You read and watch all kinds of tragedy happening from the newspaper and television and always amazed at how thing could happen, bizarre or not, not in a bit realizing that all those things could certainly happen to you or your family. You know doubt feel sad and sorry about those things but we seems to thing we are immortal and immune to those kinds of things. Under this circumstance that I received the news of the death of my cousin pretty badly, he felt off his roof, and my first reaction was to submerge my real feeling. I failed miserably after about two hours when all kinds of memories started to flow within my brain.
I am currently reading Steven Johnson’s Mind Wide Open and from my initial reading understand what I am going through now. My aunt has had several deaths that she had to bare already and I am not sure how she would handle this one. Thinking about this really saddens me the most. She has been strong before but how many deaths that one could handle. I am going to face her, inshaAllah, in three hours and I already dreaded how I am going to react to that.
The brilliant morning sun is coming through the glass window of the train as we are approaching Bandar Tasek Selatan. That change my mood a little bit, just a little bit, that help me. I look up at the glass right in front of me and I see my own black reflection sitting alone. My reflection is lonely and although there are few people on this train I look lonely. My brain is going deeper I guess.

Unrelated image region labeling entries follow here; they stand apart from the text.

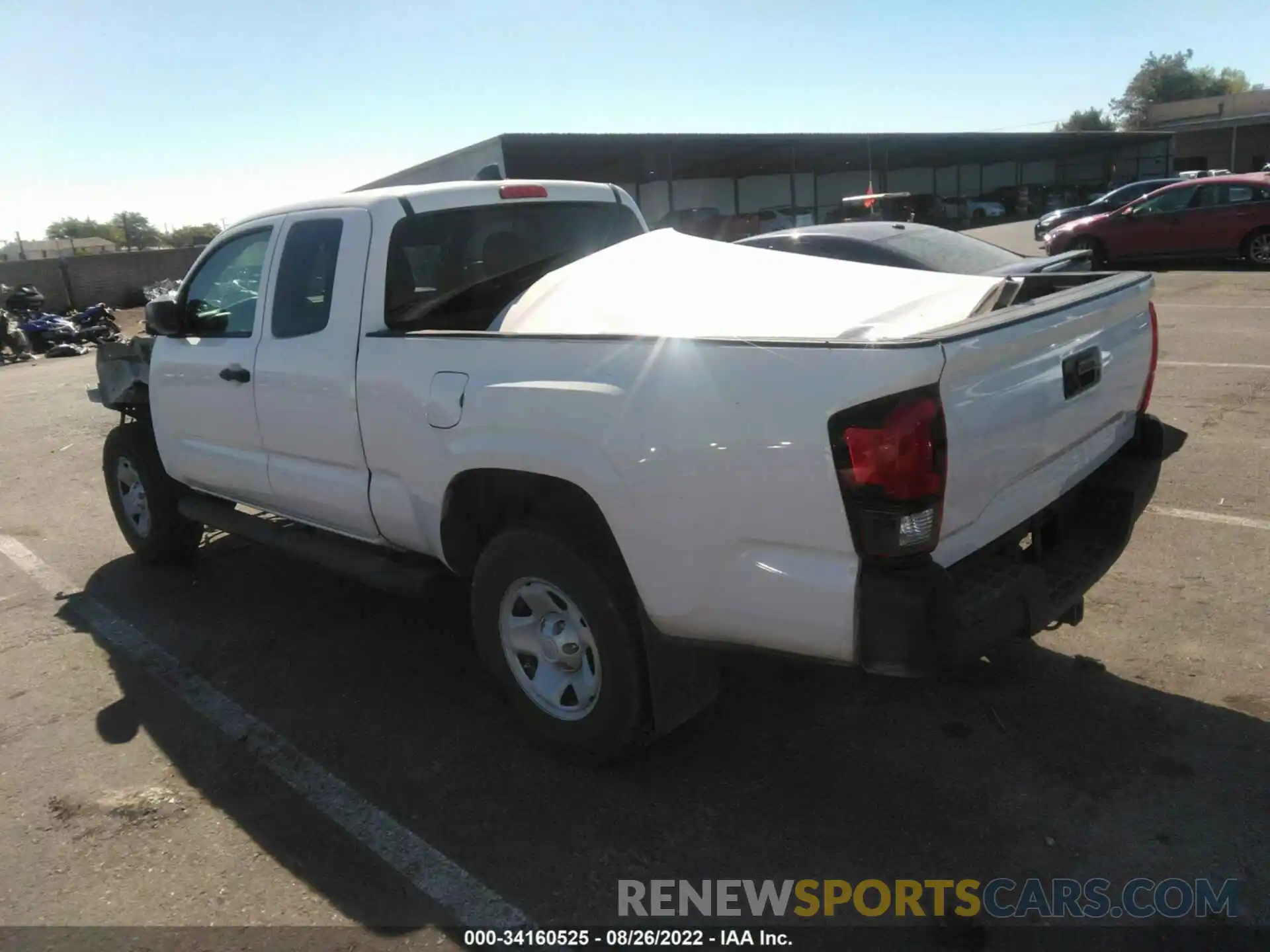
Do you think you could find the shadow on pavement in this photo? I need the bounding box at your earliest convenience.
[52,530,1270,948]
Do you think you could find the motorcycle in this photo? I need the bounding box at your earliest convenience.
[5,284,120,354]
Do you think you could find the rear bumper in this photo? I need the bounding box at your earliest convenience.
[856,415,1164,676]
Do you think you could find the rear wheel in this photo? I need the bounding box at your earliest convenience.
[102,422,203,563]
[1071,239,1107,272]
[1244,229,1270,268]
[471,528,645,764]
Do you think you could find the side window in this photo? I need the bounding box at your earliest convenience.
[271,218,344,338]
[183,227,273,338]
[1135,188,1195,214]
[1190,185,1226,208]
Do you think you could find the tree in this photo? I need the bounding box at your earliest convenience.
[44,218,114,241]
[110,212,163,247]
[167,222,221,247]
[1110,50,1252,130]
[1054,105,1115,132]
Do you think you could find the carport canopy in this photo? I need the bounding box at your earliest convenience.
[501,132,1171,184]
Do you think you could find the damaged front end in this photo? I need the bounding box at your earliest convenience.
[87,337,155,418]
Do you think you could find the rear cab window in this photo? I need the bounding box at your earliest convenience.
[271,218,344,338]
[384,202,644,330]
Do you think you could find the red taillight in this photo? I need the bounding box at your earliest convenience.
[842,397,944,501]
[1138,301,1160,414]
[829,387,947,559]
[498,185,548,198]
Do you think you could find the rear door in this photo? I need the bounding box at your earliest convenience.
[255,208,378,538]
[935,274,1152,565]
[1210,182,1270,255]
[150,216,282,505]
[1173,182,1227,257]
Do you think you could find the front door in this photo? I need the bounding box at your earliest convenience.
[150,218,280,505]
[255,208,380,539]
[1105,185,1195,260]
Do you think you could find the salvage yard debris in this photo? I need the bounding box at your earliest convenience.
[141,278,181,301]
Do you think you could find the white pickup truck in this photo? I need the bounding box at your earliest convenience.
[98,182,1162,762]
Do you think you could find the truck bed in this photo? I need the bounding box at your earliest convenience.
[499,230,1148,345]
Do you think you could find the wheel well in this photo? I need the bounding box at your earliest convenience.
[1240,225,1270,254]
[441,469,630,580]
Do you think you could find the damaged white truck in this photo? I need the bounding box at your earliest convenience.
[98,182,1162,762]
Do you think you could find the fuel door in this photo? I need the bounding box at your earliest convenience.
[428,371,468,430]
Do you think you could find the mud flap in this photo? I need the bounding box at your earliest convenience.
[640,610,720,736]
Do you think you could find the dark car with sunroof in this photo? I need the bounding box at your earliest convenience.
[737,221,1089,276]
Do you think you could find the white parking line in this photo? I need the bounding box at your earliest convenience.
[1160,360,1270,371]
[0,536,532,929]
[1160,301,1270,311]
[1147,502,1270,530]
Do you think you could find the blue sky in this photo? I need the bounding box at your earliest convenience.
[0,0,1270,240]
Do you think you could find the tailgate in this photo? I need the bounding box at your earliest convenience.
[935,274,1154,565]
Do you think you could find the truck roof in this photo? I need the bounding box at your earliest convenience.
[233,179,624,225]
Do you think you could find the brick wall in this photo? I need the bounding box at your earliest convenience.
[0,247,203,311]
[0,258,69,311]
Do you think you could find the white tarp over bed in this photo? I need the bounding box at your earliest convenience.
[499,229,1005,341]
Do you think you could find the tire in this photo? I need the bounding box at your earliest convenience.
[102,422,203,563]
[471,527,646,764]
[1244,229,1270,268]
[1068,239,1107,272]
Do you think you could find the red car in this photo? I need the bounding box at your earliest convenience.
[1045,173,1270,270]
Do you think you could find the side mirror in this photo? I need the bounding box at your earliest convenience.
[146,297,185,338]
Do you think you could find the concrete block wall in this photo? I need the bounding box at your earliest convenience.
[0,247,203,311]
[0,258,70,311]
[66,247,203,307]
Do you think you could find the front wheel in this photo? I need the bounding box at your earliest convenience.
[471,528,645,764]
[1244,229,1270,268]
[102,422,203,563]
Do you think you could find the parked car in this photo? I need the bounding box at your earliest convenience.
[1045,173,1270,269]
[653,208,722,237]
[98,182,1162,762]
[653,208,765,241]
[940,198,1006,221]
[1177,169,1230,179]
[1033,178,1181,241]
[738,221,1089,274]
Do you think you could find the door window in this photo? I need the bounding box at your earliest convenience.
[1134,188,1195,214]
[1190,185,1226,208]
[271,218,344,338]
[184,227,273,338]
[384,202,644,330]
[1226,185,1270,204]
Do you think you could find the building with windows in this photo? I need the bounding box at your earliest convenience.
[360,131,1171,223]
[0,239,118,262]
[1147,89,1270,173]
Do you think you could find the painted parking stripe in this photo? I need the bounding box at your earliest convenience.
[0,536,533,929]
[1160,360,1270,371]
[1158,301,1270,311]
[1147,502,1270,530]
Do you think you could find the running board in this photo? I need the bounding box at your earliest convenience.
[177,495,450,596]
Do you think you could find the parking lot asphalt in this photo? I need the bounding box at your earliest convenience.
[0,233,1270,948]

The part of the Steven Johnson’s book that I am reading talks about the ‘tracks’ that have been created in your mind due to certain powerful feeling. You are not aware of this until similar incident triggers your memory. The past weeks due to certain thing I entirely forgot my ATM pin number so much so I had to get it replaced with a new one recently. Just now as I walked out of the building I stopped at the ATM machine inserted my card and just punched in the number, the right number for the old card. It was just instinctive and sadly immediately after that I could not remember the number that I had keyed in. Reading the book now I am in deep thought as to what actually had happened in my brain. The number is always there in my brain but what actually triggered me to instinctively key it in I am not sure. Was it the sadness? Or was it because I was too anxious or stress out? Probably I would know once I finish the book.